Yesterday, Nancy Nadel was quoted in the Chronicle complaining about our inability to quell gang and drug violence in a small park north of downtown Oakland. The City was forced to close the park, and a re-opening is nowhere in sight. Tonight, the Council’s Public Safety Committee will meet, but addressing the crime plaguing the city is not on the agenda (PDF!). What is? An ordinance banning smoking in plays and performances, near bus stops, in all outdoor dining areas, outside of bars, public parks and in all newly constructed multi-unit housing (including outdoor areas like patios and balconies), among other places. The ordinance also includes a provision designating secondhand smoke a “public nuisance,” which would permit residents anywhere in the city to sue their neighbors over “drifting” smoke. Nancy Nadel is the Council’s primary backer of the ordinance. I explained the history of the ordinance yesterday on Novometro.

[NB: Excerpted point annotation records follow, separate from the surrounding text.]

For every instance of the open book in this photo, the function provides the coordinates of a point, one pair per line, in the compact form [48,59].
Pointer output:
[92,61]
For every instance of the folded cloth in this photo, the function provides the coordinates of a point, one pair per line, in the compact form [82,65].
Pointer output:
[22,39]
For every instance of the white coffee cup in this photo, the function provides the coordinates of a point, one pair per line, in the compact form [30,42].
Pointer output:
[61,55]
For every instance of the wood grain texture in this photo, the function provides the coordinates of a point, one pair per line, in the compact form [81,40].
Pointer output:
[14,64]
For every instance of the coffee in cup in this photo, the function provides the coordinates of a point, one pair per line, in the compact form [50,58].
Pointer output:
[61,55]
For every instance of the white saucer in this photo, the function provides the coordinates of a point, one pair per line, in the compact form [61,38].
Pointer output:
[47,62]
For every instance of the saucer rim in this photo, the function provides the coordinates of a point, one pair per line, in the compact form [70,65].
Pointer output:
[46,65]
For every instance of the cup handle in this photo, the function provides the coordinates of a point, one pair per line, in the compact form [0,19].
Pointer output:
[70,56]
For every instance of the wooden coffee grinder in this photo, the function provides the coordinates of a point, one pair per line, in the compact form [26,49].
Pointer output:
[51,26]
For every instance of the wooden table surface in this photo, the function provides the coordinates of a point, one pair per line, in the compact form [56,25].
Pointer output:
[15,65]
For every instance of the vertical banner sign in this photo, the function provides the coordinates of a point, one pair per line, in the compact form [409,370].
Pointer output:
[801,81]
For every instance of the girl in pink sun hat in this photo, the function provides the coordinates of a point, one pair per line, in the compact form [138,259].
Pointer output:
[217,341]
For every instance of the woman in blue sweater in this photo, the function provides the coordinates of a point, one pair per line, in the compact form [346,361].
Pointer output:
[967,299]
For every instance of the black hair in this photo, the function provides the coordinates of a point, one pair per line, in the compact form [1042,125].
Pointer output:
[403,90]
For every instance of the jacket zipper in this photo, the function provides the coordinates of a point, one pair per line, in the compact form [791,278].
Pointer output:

When the City is unable to guarantee even moderately safe streets, passing unenforceable nanny-state legislation restricting behavior inside private property sends a terrible message to the residents of Oakland about the Council’s priorities. The Council cannot provide even a minimal police presence. Few people would consider where I live to be a “bad” neighborhood, but on my downtown street, muggings are a regular occurrence. At this point, I don’t even blink an eye anymore when I wake up on Saturday mornings and walk outside to find my building without a door. I’ve been robbed or assaulted so many times, that now if I’m out after dark, I take a taxi home, even if the ride is only five blocks. It is physically unsafe for me to stand outside my apartment for 10 minutes at night. Yet, for city staff and some members of the Council, telling me that I have to stand 25 feet from any door or window of my building if I want a cigarette is the more pressing public safety issue. I haven’t been behind the wheel of a car in five years, but if I want a cigarette while I’m waiting for a bus, I am apparently a bigger air quality hazard than the 72% of Oaklanders who drive to work alone every day.
The ordinance would also restrict smoking outside bars. Many bars in the city have gone to considerable expense to install special patios for smokers, which would be off-limits under the proposed rules. Outdoor safety at night is a very real issue for bar patrons, and forcing them to stand far away from the door or in the street makes them a target for both annoying nuisances like panhandling and serious problems like assault and robbery.
Oakland already has some of the most stringent anti-smoking measures in Alameda County. (PDF!) Newark recently passed a new anti-smoking ordinance (PDF!), but it is far less restrictive than what our Council is considering.
There are many other serious flaws with the legislation. Among them:
- Oakland would be exposed to lawsuits on both property rights and 14th Amendment grounds. The city does not have the time or resources to become entangled in such a court battle. We are already having to waste resources defending the ill-considered plastic bag ban in court.
- The ordinance proposes changing the definition of “smoking” to include marijuana. Restrictions on private at-home use of marijuana violate the voter-approved Measure Z.
- The report acknowledges that the law is not actually enforceable, and suggests that enforcement would be driven by “peer pressure.” When the city passes laws it knows it has no hope of enforcing, respect for and obedience of all laws is degraded.
- If the Council is serious about addressing environmental air pollution, they should be focusing on encouraging denser housing and transit use. Automobile exhaust is far more polluting the secondhand smoke.
- Targeting secondhand smoke is arbitrary. Incense, aromatherapy candles, and wood burning fires are all commonly used in people’s homes and produce higher levels of carcinogens than cigarettes. Are we going to ban them too?
Last night, I was talking to an acquaintance about the ordinance, and while he agreed that the restrictions are absurd, he shrugged off my concerns about possible passage, saying “The crux of the issue is that it simply won’t be enforced. What will happen is that you’re going to have yet another law on the books that’s never enforced unless they decide they want to harass somebody.” He’s right. But Committee members should seriously consider if this is the message they want to be sending to their constituents.